>"The goal posts will always move" ... you're right about that! I think I remember, two weeks to stop the spread
The COVID-19 pandemic is an unprecedented event in our lifetime. Is it better to have a leader who modifies her approach as new information becomes available, or one who stubbornly sticks to the same plan when it has clearly failed?
>ah yes, adaptation to science when I do it, goal post moving when others do it.
Parent mentioned moving goal posts, not I.
>maybe those other people adapted to new facts coming in such as side effects of the vaccine and already contracting covid and decided not to get it.
The facts show that vaccine side effects are generally mild, vaccination reduces transmission by 5X or more and that natural immunity offers inferior protection to vaccination. If you have convincing evidence showing otherwise, I encourage you to present it.

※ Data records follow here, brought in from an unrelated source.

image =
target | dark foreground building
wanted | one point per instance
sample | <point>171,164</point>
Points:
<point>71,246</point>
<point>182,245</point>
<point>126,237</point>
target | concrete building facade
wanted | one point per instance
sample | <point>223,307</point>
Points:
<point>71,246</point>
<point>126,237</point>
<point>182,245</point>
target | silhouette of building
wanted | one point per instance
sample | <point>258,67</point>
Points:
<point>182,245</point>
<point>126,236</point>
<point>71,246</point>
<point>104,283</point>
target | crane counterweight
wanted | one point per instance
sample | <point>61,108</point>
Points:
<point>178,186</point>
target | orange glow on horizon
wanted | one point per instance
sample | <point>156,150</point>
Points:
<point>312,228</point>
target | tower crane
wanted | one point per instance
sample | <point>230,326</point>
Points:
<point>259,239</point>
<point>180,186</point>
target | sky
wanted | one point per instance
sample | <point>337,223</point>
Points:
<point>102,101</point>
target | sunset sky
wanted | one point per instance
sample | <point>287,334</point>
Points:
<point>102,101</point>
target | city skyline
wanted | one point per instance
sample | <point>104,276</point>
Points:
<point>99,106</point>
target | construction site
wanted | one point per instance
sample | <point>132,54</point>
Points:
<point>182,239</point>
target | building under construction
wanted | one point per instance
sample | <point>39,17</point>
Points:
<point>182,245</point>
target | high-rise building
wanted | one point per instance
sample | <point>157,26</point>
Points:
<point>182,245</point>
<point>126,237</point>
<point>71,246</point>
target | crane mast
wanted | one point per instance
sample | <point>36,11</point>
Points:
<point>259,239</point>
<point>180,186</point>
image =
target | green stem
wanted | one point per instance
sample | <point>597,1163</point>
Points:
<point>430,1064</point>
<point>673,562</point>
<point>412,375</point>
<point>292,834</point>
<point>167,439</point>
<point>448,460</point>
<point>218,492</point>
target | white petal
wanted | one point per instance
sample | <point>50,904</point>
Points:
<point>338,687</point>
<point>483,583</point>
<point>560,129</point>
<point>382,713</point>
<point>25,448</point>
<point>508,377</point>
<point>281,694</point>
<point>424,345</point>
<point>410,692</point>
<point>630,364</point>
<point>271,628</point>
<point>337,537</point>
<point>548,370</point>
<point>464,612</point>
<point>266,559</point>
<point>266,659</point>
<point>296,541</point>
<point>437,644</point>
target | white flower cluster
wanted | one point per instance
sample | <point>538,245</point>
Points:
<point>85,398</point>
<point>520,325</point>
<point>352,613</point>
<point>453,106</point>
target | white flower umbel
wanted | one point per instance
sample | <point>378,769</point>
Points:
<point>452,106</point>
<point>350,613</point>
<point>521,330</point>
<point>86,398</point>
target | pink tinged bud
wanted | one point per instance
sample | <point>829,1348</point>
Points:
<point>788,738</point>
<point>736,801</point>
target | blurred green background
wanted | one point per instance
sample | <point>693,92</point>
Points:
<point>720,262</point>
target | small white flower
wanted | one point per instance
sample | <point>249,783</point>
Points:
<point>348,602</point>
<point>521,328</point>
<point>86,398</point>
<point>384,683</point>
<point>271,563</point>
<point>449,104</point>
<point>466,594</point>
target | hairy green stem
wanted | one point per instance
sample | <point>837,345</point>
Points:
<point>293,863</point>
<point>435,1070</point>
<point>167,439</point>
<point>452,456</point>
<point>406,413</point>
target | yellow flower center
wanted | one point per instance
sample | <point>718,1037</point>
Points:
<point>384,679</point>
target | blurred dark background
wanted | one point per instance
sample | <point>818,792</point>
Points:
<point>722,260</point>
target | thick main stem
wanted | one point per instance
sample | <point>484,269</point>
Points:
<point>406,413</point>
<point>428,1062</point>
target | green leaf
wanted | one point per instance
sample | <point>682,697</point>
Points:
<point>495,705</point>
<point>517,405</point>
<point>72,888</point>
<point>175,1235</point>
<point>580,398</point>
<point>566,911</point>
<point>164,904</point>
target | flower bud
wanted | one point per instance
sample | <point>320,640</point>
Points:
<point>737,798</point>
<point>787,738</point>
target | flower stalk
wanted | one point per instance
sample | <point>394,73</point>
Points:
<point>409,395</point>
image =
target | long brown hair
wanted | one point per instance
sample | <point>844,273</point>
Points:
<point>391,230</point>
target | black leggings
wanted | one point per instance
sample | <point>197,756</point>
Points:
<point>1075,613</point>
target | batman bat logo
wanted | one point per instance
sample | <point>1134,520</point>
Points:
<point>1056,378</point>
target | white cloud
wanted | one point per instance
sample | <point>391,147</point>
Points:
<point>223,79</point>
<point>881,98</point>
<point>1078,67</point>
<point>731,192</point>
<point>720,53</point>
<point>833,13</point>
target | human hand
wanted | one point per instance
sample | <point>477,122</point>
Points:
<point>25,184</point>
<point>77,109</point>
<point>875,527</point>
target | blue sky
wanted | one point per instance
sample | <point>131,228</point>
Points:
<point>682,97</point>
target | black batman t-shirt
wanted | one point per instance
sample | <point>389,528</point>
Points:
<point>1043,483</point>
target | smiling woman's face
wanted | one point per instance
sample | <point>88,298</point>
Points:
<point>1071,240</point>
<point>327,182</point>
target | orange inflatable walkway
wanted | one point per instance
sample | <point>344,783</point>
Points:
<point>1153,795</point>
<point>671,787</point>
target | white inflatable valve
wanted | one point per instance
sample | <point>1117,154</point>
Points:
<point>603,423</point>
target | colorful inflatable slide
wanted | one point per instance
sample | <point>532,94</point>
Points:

OpenVaers is a public reporting tool - anyone can type data into there. Unfiltered, it is basically junk, and claiming it as data against the COVID-19 vaccines is dishonest scaremongering.
Hospitals directly report to VAERS as well. We've had this system in place for a reason, you need a way to track anecdotal reactions in individuals that suffer extreme reactions or death that were otherwise healthy.
There's countless instances of healthy people dying right after the shot, doesn't matter if you wish it away.
Yes it may be a small amount percentage wise, but the more you scale the more absolute deaths you get.
>natural immunity offers greater protection than the vaccine, you're thinking of combined vaccine + natural immunity.
No. There is no consensus on the duration of natural immunity, nor do we know how effective it is against variants. We do have confidence in the duration of vaccine-derived immunity and its performance against existing variants (https://www.newsweek.com/natural-covid-immunity-delta-varian...).
>vaccine side effects range from mild to death
You've not provided convincing evidence of this.
From the VAERS website: VAERS reports alone cannot be used to determine if a vaccine caused or contributed to an adverse event or illness. The reports may contain information that is incomplete, inaccurate, coincidental, or unverifiable.
The COVID-19 pandemic is an unprecedented event in our lifetime. Is it better to have a leader who modifies her approach as new information becomes available, or one who stubbornly sticks to the same plan when it has clearly failed?